In a Texas Tribune story published Thursday morning, the office of the comptroller — Texas’ chief financial officer who oversees the voucher program — agreed that students without an assessment appeared locked into the lower funding tier in future years. The office also said it would continue reviewing the law to determine how to accommodate those families.
Hours after publication, the office said it may have found a way.
The key, comptroller spokesperson Travis Pillow said, is how the voucher law makes up to $30,000 available to a “child with a disability.” That definition applies only to students eligible to participate in a public school’s special education program, meaning, in part, they completed an evaluation.
The comptroller’s office believes families who did not finish the assessment in time for the inaugural year of the voucher program could likely do so before next year’s sign-up period.
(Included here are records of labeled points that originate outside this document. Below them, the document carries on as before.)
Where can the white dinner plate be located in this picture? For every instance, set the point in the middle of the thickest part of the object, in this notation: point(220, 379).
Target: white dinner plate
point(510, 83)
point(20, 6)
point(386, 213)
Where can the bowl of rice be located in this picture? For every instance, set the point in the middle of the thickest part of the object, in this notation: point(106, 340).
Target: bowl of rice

For that to work, the Legislature would need to increase funding for the program. Otherwise the office would be limited in how it could free up money to accommodate students who qualify for more.
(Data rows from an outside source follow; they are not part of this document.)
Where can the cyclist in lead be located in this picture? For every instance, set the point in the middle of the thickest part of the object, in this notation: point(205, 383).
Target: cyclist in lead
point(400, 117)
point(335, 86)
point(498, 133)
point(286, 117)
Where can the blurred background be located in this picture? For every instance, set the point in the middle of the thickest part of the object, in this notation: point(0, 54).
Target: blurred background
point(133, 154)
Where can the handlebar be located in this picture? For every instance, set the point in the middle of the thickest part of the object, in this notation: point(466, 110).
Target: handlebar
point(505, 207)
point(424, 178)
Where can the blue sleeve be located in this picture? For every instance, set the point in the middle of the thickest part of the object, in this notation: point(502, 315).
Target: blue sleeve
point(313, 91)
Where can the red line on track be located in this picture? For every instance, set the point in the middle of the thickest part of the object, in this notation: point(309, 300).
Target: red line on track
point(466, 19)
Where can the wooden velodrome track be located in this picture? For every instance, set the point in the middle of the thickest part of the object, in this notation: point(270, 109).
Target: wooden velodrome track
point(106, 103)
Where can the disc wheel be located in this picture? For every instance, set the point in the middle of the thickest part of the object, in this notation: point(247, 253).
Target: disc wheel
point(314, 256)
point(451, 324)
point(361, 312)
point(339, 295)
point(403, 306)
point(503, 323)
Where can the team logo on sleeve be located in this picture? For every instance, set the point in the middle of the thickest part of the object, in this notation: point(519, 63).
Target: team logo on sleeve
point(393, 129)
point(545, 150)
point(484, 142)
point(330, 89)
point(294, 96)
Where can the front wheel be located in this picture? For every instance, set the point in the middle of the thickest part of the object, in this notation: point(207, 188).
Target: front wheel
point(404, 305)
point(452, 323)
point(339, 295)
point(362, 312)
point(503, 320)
However, the office’s narrow definition of a “child with a disability” to determine student funding levels does not align with its more expansive definition during the voucher application process.
Under state law, students with disabilities receive priority access to vouchers when demand exceeds funding set aside for the program. But under rules developed by the comptroller, those students do not need a public school evaluation to receive priority. They only need medical documentation.
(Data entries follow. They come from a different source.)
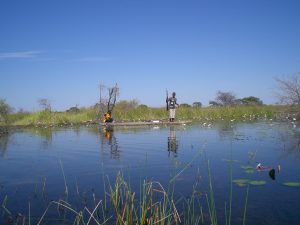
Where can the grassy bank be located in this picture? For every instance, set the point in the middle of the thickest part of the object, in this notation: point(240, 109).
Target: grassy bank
point(242, 113)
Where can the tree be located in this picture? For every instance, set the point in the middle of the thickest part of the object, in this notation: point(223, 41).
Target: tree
point(45, 104)
point(251, 100)
point(289, 89)
point(4, 110)
point(225, 98)
point(197, 104)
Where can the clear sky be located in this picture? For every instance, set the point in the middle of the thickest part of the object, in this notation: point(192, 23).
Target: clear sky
point(63, 50)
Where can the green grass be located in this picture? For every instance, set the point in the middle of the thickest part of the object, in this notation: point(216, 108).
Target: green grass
point(240, 113)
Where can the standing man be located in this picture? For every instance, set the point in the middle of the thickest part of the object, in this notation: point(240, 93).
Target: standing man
point(171, 105)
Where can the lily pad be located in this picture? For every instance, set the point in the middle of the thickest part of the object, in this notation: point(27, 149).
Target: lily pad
point(257, 182)
point(246, 167)
point(241, 182)
point(249, 170)
point(292, 184)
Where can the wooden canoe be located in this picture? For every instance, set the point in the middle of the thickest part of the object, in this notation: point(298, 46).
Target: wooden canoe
point(147, 123)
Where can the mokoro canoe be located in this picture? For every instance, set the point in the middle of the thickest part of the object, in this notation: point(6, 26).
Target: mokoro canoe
point(148, 123)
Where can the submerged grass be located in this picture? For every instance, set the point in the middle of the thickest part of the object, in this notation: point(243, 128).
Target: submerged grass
point(122, 205)
point(242, 113)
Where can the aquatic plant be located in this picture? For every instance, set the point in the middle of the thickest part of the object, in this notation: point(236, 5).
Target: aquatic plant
point(90, 115)
point(292, 184)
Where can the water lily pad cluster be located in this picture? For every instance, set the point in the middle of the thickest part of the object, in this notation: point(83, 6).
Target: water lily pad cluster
point(245, 182)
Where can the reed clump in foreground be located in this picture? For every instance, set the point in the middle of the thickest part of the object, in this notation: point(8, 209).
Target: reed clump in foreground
point(87, 116)
point(152, 204)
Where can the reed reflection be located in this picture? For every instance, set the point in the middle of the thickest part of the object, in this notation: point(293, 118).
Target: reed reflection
point(172, 142)
point(109, 141)
point(4, 139)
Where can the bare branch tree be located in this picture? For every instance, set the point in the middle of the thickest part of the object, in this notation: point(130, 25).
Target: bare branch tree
point(288, 89)
point(225, 98)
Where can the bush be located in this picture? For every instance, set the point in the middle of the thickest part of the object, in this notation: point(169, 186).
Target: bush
point(4, 111)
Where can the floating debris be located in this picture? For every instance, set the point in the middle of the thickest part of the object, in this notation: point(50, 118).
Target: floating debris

The comptroller’s wishlist may also include the Legislature clarifying whether, for example, a home-school student who qualifies for $2,000 — and later transfers to a private school — could receive the $10,500 set for those children. Lawmakers may also need to consider, Pillow said, the evolving nature of learning disabilities and take that into account when determining funding eligibility.
Some Texas parents did not realize they needed the evaluation until they started the voucher application during a 41-day window that opened Feb. 4. The situation has inundated public school districts with requests from private schools and prospective voucher parents trying to secure special education documentation.
Once parents request an evaluation, districts have 15 school days to offer them an opportunity to provide written consent. Upon receiving consent, districts have 45 school days to complete the evaluation, followed by 30 calendar days for parents and educators to meet and develop an accommodation plan.